In developed countries like the UK, when the survey of ABC took place for nearly 1000 companies, the result indicated that even after adopting ABC; it has stood rejected by a healthy number, and the majority of the companies have to still decide on its use.

As cost driver and ABC concepts improve the measurement of costs and allocation of information for service departments within manufacturing firms, service firms such as accounting/law firms could also use cost driver and ABC concepts.

Just-In-Time (JIT):

“JIT is a process which is capable of instant response to demand without the need for any overstocking, either in exception of the demand being forthcoming or as a result of inefficiencies in the process”.
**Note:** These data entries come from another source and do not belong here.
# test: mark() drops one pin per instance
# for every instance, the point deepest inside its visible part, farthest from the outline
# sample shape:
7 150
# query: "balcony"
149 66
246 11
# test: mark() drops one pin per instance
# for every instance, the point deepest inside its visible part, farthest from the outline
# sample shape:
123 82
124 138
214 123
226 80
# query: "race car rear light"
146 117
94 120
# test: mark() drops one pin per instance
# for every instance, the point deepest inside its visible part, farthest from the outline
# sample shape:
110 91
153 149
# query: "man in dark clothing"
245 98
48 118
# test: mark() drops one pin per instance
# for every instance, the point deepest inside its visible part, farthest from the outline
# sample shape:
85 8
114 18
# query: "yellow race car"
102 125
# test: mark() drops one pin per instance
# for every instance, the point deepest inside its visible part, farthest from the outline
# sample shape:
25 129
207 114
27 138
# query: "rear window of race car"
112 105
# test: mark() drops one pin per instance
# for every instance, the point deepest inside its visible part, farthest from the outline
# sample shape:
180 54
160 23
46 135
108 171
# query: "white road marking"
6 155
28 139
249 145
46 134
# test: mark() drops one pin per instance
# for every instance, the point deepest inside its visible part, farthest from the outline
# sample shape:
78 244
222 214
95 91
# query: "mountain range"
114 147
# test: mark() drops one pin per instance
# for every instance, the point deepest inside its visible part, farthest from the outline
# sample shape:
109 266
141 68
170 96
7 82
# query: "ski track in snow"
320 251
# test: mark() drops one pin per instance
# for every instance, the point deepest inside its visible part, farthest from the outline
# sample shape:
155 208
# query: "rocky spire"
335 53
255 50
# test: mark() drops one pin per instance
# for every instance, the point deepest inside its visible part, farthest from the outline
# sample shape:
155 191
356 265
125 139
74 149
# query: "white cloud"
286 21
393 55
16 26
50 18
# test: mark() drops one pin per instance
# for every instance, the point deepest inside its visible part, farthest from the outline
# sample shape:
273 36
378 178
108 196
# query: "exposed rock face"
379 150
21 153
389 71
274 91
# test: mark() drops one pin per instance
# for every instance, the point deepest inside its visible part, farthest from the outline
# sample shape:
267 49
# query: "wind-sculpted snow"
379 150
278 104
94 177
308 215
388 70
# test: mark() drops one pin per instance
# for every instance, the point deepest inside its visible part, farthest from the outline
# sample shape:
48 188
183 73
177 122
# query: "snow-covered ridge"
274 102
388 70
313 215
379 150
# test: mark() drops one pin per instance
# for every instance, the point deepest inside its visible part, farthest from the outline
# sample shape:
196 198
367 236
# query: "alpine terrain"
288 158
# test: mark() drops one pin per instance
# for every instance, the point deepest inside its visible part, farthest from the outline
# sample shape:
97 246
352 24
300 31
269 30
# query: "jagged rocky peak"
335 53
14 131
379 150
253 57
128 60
Under certain circumstances of the JIT concept, a company maneuvering a JIT system would buy only enough raw materials each day to meet that day’s need. JIT manufacturing scheme calls for making a good or service only when the customer, internal or external needs it. JIT manufacturing is simple in theory, however, one had to practice. ”Keeping everyone busy”, is another characteristic of conventional manufacturing.

JIT has many advantages, for eg,

“An American standard uses cell manufacturing to cut inventories and reduce manufacturing time. The result is a breakthrough in speed. Manufacturing a pump now takes six minutes than two weeks”.
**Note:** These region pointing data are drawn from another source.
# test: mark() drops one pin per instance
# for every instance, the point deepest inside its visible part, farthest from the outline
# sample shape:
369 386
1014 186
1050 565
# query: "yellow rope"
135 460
JIT production process and the manufacturing effectiveness ratio for manufacturing operations apply to service companies too. The service delivery process is even more important than in manufacturing companies. Eg. In the banking industry, the process of gaining approval for a mortgage on a house that we like to purchase needed 26 days, and after applying the JIT process they just need 15 min.

Total Quality Management (TQM):

“TQM is the most popular approach to a continuous improvement. Its major characteristics are to focus on serving customers and the systematic problem-solving team made up of front-line workers”.

A few thousand companies have existed involved in TQM and similar programs. For a business, the major driving force is the element of competition. The competitiveness of suppliers stands determined by the quality of its product or services. Most manufacturing companies adopt TQM, either to improve the work atmosphere for the employees or to help improve the profits of a company. “Penril Datacomm is a Maryland designer and producer of data communications equipment. Before TQM the defect rate of the company was high.

Applying TQM techniques resulted in an 81% decrease in defects, an 83% decrease in failures, and a 73% decrease in first-year warranty repairs”. The concept and tools of service began with Thomas Peters and Robert Waterman’s “In Search of Excellence”, to achieve customer satisfaction, service companies such as Disney Corporation and SAS Airlines adopted TQM. TQM in education as a business is difficult.